Autosport Labs

Hello everyone,
We're planning to use half bridge strain gauges configuration to measure the load(stress) that is being applied on the A arms of our car and log data using a data logger (during testing in a close environment and remotely when the car is on track). We're planning to install nearly 25 strain gauges on our car. My questions are:
1)Do the race capture pro 2 have enough room for all these stain gauges?
2)Apart from the strain gauges we plan to install few more of the sensors for DAQ. What device/tool do we need to expand the input methods for the Racecapture Pro 2?
P.S.- I heard there's an equipment called VIMs ( Versatile Input Module ) which works in sync with the MoTec data loggers, that would work with differential sensors as well as increase the room space for the number of channels of the Central Logger. Do we have any similar kinda setup for the Racecapture Pro 2 as well?
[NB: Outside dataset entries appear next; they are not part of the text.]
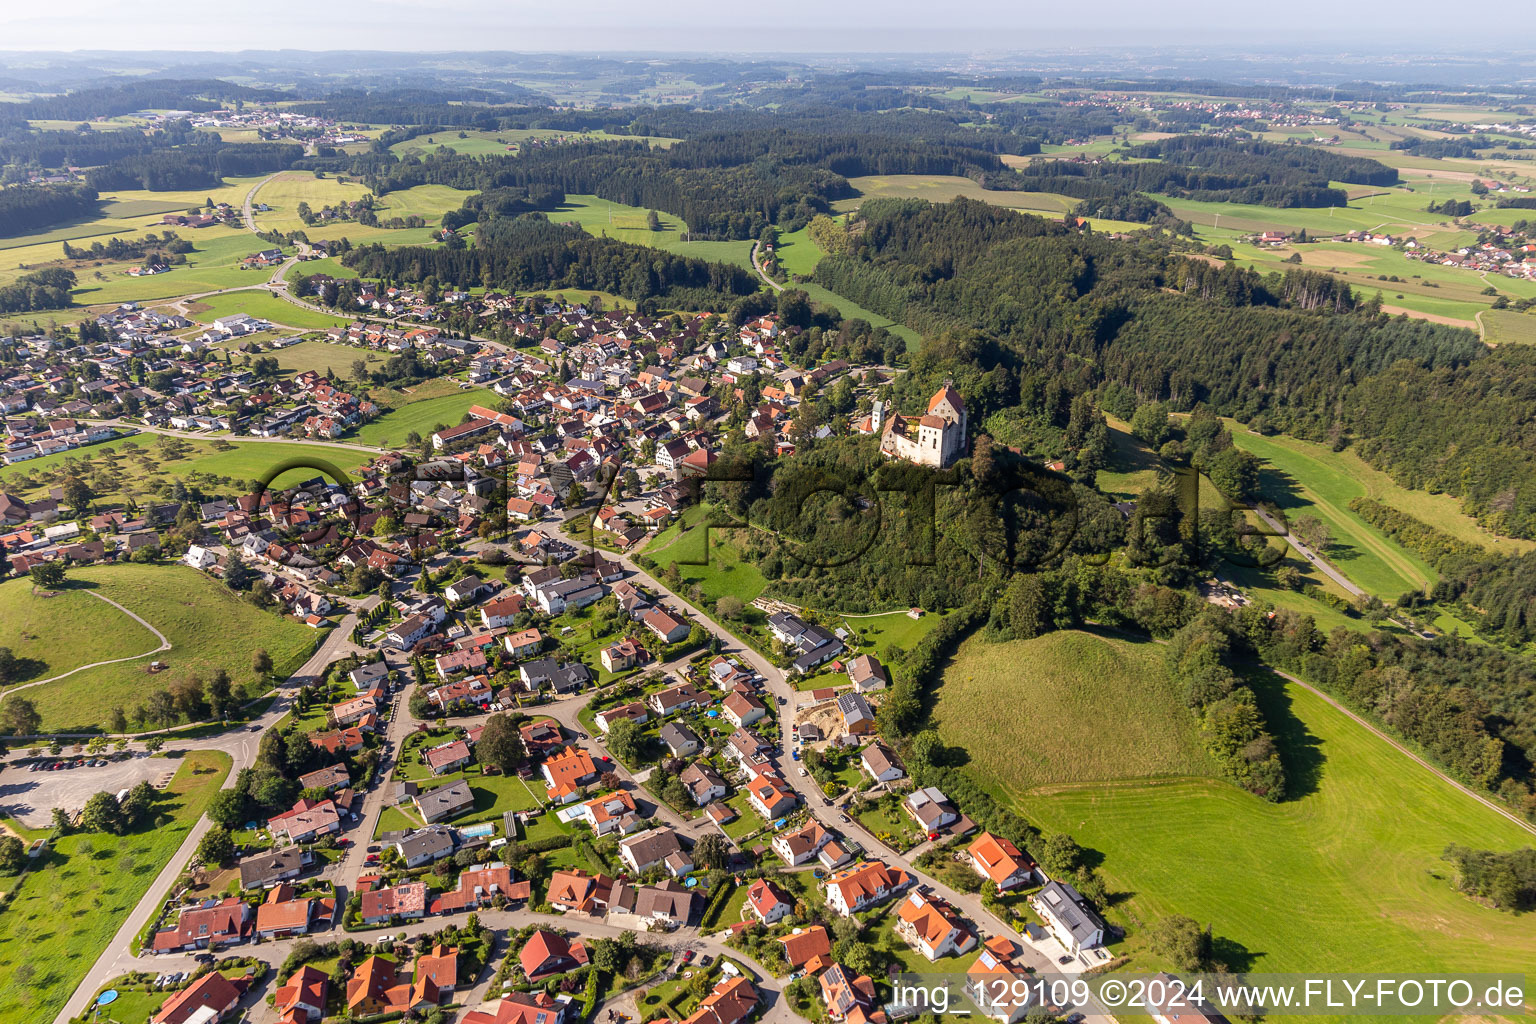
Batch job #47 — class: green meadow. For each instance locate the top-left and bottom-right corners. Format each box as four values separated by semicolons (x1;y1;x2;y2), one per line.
350;388;494;447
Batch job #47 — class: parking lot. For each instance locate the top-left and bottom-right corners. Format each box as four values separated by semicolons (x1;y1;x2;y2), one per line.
0;756;174;828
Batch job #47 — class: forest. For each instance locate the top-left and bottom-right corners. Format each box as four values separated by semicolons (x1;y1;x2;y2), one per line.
0;183;98;236
339;213;760;307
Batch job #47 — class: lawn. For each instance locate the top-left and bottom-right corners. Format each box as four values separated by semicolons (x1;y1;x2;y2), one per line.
10;564;320;733
932;632;1218;796
0;435;373;505
646;514;769;607
194;290;350;330
0;749;232;1023
1023;679;1536;996
350;388;493;447
0;579;162;687
837;609;944;657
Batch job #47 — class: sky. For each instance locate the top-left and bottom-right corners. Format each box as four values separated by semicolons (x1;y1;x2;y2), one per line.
0;0;1510;53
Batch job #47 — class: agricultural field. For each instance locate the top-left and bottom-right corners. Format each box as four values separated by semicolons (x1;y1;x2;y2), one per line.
829;175;1078;216
349;387;493;447
1226;423;1536;558
1480;307;1536;345
933;632;1218;794
1025;677;1536;990
0;176;263;253
213;338;371;379
1;226;275;308
192;290;349;330
388;127;678;158
0;750;232;1023
551;194;687;248
8;564;320;732
773;223;825;276
0;435;373;505
252;172;473;244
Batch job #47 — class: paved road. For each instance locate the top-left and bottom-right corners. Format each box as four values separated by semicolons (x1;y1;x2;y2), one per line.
1250;504;1363;598
241;172;284;233
0;589;171;704
51;612;365;1024
750;241;784;293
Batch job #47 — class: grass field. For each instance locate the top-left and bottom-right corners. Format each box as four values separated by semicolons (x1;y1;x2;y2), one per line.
0;176;263;255
830;175;1078;216
5;565;319;732
933;632;1218;794
350;388;493;447
1479;307;1536;345
797;283;921;350
0;435;374;505
552;195;688;248
0;581;161;688
388;128;677;158
1226;424;1536;558
774;223;827;277
646;515;769;607
216;338;373;379
0;749;232;1023
193;290;349;330
1021;674;1536;992
253;172;474;245
838;609;945;656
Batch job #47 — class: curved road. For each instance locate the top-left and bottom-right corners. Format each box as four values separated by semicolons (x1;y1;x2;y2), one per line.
0;590;171;705
750;240;784;293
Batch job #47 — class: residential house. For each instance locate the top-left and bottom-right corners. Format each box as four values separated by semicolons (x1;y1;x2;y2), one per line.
646;681;704;717
268;798;340;844
239;847;306;889
414;780;475;823
659;721;700;757
860;742;905;784
152;971;242;1024
618;827;692;876
576;792;642;837
595;701;649;733
545;869;615;915
1030;880;1106;956
254;884;320;939
274;965;328;1023
895;891;976;961
966;949;1034;1023
678;762;727;806
542;747;599;802
681;977;757;1024
346;955;437;1016
823;860;913;917
904;786;958;834
425;739;473;775
520;658;592;693
395;828;456;868
519;929;589;981
745;767;798;820
721;691;766;728
845;654;888;692
747;878;793;924
967;832;1035;892
767;612;843;674
837;692;876;736
819;964;878;1022
358;882;429;925
774;820;833;867
151;898;252;952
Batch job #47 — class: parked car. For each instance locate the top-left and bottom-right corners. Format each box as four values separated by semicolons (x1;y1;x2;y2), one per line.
1058;955;1074;965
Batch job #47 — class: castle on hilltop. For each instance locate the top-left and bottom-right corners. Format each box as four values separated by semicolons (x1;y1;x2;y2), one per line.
875;382;967;469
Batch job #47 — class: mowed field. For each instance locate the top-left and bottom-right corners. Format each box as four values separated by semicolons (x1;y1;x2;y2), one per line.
0;750;232;1023
350;387;493;447
388;127;678;158
0;436;374;505
0;582;161;686
1022;673;1536;989
830;175;1077;216
192;290;348;330
1480;307;1536;345
253;172;473;245
932;632;1218;793
8;564;319;733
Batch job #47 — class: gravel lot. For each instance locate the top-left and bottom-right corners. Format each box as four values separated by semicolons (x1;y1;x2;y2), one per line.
0;756;173;828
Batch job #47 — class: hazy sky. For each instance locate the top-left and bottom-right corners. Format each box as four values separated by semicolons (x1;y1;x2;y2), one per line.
0;0;1502;53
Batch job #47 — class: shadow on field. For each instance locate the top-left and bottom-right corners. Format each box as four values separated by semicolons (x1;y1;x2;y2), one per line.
1253;462;1306;513
1212;933;1262;973
1247;669;1326;800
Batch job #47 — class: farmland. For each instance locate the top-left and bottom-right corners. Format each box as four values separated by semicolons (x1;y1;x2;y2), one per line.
253;172;474;244
1480;307;1536;345
551;194;687;248
0;750;232;1024
1023;677;1536;990
388;127;678;158
1;564;318;733
932;632;1218;794
215;338;373;379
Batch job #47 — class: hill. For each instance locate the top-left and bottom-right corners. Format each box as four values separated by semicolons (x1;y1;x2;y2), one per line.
7;564;318;732
932;631;1218;794
936;632;1536;992
0;581;162;686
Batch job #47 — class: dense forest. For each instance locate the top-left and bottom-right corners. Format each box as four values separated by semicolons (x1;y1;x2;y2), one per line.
811;198;1536;541
340;213;760;307
0;183;98;237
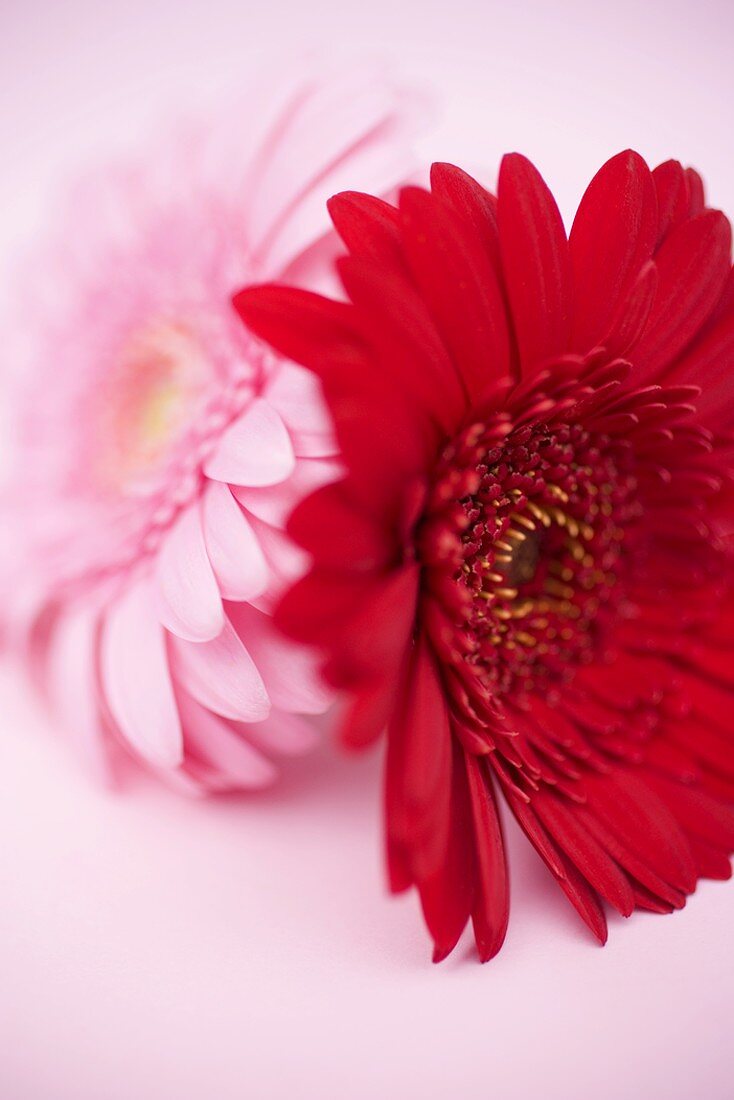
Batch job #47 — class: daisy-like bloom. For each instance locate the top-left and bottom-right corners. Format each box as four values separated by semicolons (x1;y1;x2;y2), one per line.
3;65;419;793
238;150;734;959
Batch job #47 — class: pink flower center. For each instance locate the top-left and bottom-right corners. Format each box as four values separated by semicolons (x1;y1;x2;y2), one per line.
95;320;212;493
49;313;268;591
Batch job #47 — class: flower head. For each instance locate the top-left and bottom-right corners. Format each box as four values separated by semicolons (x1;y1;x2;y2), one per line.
3;65;419;792
238;151;734;959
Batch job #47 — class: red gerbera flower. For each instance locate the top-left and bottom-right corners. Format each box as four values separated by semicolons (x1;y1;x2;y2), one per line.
236;150;734;962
Any help would be really appreciated. Thanks in advance. [/b]

Hi -

RaceCapture/Pro has 7 direct analog inputs. If you need many input channels, we recommend using an analog to CAN bus expansion, or custom build hardware for your strain gauges to output data directly in CAN bus. Yes, you have a very custom need with a very custom solution required. However, RaceCapture can accept the CAN data and map them to virtual channels.

Once you find your analog to CAN solution, see the CAN integration how-to: https://wiki.autosportlabs.com/CAN_Bus_Integration

Hope this helps, let us know what you find out.

[quote="brentp"]Hi -

RaceCapture/Pro has 7 direct analog inputs. If you need many input channels, we recommend using an analog to CAN bus expansion, or custom build hardware for your strain gauges to output data directly in CAN bus. Yes, you have a very custom need with a very custom solution required. However, RaceCapture can accept the CAN data and map them to virtual channels.

Once you find your analog to CAN solution, see the CAN integration how-to: https://wiki.autosportlabs.com/CAN_Bus_Integration

Hope this helps, let us know what you find out.[/quote]

Thanks a lot for the reply, brent.
Recently, we came up with an idea of mutiplexing the input sources, in order to expand the number of input channels. Will this help us solve the issue?

Can you explain in more detail how it would be multiplexed?

If you don't need really fast data, you could use 4 digital output bits to drive a 16:1 mux, which would feed one of 16 analog channels at a time into one RCP analog input. Or, you could use two 16:1 mux chips to bring 16 pairs (32 analog channels) into two RCP analog inputs in parallel. Or 3 digital output bits commanding four 8:1 chips routing 32 signals into four analog inputs in parallel. Then do some fancy scripting to sort it all out into virtual channels. Update rate depends on script loop rate. More parallel channels/simultaneous analog sampling means a faster pass through all 32 discrete analog inputs.

Disclosure : I make strain gage amplifiers at my day job. You won't get good results just hooking the half-bridge directly to the RCP input, or thru a mux. You'll need amplification per channel first.

Interesting, but a muxing solution like that actually exceeds the complexity of using off the shelf analog to CAN converters.

Leveraging the CAN bus for I/O expansion is *exactly* the purpose it was suited for, and will yield much higher sample rates.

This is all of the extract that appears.